As the two storylines merge, Levi visits Woland to tell him that Yeshua requests that the master be granted “peace.” On Woland’s instructions, Azazello tricks the couple into drinking poison, which paradoxically kills their earthly bodies while also granting them eternal afterlife together. The master and Margarita fly off with Azazello and meet with Woland, who stands overlooking all of Moscow. They then soar away from the city on horseback with Woland and the rest of his entourage, who are now revealed in their true forms—Behemoth, for example, is actually a “slim youth” who is “the best jester the world has ever seen.”

As they fly noiselessly away from earthly reality, the group soon comes up Pontius Pilate, who has been sitting staring at the moon with his dog, Banga, for two thousand years. Pilate is wracked with guilt for not saving Yeshua. Woland instructs the master to set Pilate, the hero of his novel, free. The master grants Pilate his freedom, telling him that Yeshua is waiting for him. Pilate then travels up a path of moonlight with Banga to be with Yeshua. With his final act completed, the master is then given his “peace” (though not “enlightenment”) and lives eternally with Margarita in a small, ethereal cottage.
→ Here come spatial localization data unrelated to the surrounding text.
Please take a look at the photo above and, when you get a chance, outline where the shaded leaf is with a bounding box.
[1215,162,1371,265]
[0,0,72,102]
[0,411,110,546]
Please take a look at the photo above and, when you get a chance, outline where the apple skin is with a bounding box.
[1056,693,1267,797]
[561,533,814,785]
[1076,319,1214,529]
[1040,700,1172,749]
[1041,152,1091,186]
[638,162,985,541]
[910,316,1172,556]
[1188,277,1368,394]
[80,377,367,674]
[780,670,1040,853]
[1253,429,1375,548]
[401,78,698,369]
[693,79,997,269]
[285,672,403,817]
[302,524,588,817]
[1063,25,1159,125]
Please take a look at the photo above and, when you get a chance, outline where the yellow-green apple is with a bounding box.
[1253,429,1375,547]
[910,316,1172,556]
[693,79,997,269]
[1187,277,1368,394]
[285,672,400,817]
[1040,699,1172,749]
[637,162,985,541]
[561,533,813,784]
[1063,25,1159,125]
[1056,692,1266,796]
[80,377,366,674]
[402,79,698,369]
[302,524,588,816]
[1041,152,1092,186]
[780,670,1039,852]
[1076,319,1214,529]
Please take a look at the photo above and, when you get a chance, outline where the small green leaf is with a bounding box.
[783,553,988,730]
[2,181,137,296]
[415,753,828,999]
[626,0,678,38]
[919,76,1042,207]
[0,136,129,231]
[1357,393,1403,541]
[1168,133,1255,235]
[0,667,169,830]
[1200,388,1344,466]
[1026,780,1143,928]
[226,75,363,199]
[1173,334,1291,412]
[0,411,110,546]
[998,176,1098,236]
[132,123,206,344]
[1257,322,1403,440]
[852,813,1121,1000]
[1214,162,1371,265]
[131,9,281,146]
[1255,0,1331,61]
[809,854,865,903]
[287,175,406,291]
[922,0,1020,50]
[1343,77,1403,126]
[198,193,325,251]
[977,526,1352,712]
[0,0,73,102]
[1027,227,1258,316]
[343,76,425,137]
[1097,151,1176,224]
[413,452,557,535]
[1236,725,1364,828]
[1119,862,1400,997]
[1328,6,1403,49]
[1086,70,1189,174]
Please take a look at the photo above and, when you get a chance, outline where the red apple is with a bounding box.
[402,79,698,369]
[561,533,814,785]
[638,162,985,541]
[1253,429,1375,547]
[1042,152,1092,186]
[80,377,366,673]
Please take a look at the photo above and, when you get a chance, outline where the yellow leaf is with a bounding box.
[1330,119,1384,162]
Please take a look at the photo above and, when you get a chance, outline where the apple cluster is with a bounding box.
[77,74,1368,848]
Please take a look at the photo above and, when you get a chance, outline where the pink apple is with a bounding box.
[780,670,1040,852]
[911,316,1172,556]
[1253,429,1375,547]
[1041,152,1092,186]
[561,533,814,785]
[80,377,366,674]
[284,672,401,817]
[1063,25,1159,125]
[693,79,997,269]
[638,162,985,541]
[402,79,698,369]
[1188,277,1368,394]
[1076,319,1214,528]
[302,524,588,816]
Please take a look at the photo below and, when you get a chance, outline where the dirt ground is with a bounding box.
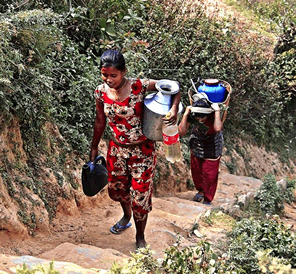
[1,171,295,262]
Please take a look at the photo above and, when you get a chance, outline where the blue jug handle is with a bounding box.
[94,155,106,167]
[220,82,226,88]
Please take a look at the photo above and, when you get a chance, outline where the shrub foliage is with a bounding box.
[0,0,295,157]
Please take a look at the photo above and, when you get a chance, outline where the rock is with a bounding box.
[228,205,242,219]
[0,254,105,274]
[193,229,204,238]
[220,203,232,213]
[39,243,129,270]
[277,178,287,192]
[237,194,247,209]
[237,192,255,210]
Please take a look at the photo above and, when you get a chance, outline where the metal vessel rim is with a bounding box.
[155,79,179,95]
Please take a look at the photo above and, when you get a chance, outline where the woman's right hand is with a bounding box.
[90,146,99,162]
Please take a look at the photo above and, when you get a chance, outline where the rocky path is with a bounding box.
[0,172,267,273]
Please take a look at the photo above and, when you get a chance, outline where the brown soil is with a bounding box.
[1,171,295,269]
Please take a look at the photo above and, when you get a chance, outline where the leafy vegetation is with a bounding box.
[108,217,296,273]
[0,0,295,159]
[255,173,285,215]
[227,217,296,271]
[238,174,296,217]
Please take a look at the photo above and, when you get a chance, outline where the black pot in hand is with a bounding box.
[81,155,108,197]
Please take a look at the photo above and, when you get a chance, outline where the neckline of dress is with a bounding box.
[105,78,132,103]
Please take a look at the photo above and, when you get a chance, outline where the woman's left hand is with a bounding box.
[163,108,178,125]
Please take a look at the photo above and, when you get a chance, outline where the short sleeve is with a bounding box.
[94,84,104,102]
[140,79,150,94]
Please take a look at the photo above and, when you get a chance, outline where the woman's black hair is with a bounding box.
[100,49,126,71]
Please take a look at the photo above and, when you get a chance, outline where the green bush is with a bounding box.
[2,0,295,161]
[0,9,100,155]
[254,173,284,215]
[227,217,296,270]
[283,178,296,204]
[110,240,241,274]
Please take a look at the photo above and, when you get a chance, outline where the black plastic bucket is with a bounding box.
[81,155,108,197]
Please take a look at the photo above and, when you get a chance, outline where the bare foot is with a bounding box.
[136,237,147,249]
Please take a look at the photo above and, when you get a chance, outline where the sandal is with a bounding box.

The main part of the novel concludes with the same lines that end the master’s novel: “the fifth procurator of Judea, the equestrian Pontius Pilate.”

In the novel’s epilogue, the narrator goes into more detail about the haphazard investigations into the events surrounding Woland’s visit. No trace of the strange professor or his entourage remains, and, unfortunately, a number of cats are killed due to people suspecting them of being affiliated with the gang. The narrator catalogues what happens subsequently to the minor characters (e.g. Styopa and Varenukha, all of whom go back to some kind of normality but remain haunted by Woland’s actions. Ivan becomes a professor of history and, though he too subscribes to the hypnotism theory as an explanation for his experiences, is always deeply anxious and agitated during the spring full moon. On those nights his wife calms him down with a sedative injection; Ivan then always dreams about Pilate walking with Yeshua, Pilate pleading with Yeshua to tell him that the execution never happened. Still in the dream, Ivan is then visited by the master and Margarita, who console him. As moonlight floods his face, Margarita tells Ivan that everything “will be as it should be.” The epilogue, too, ends with the same lines as the previous chapter.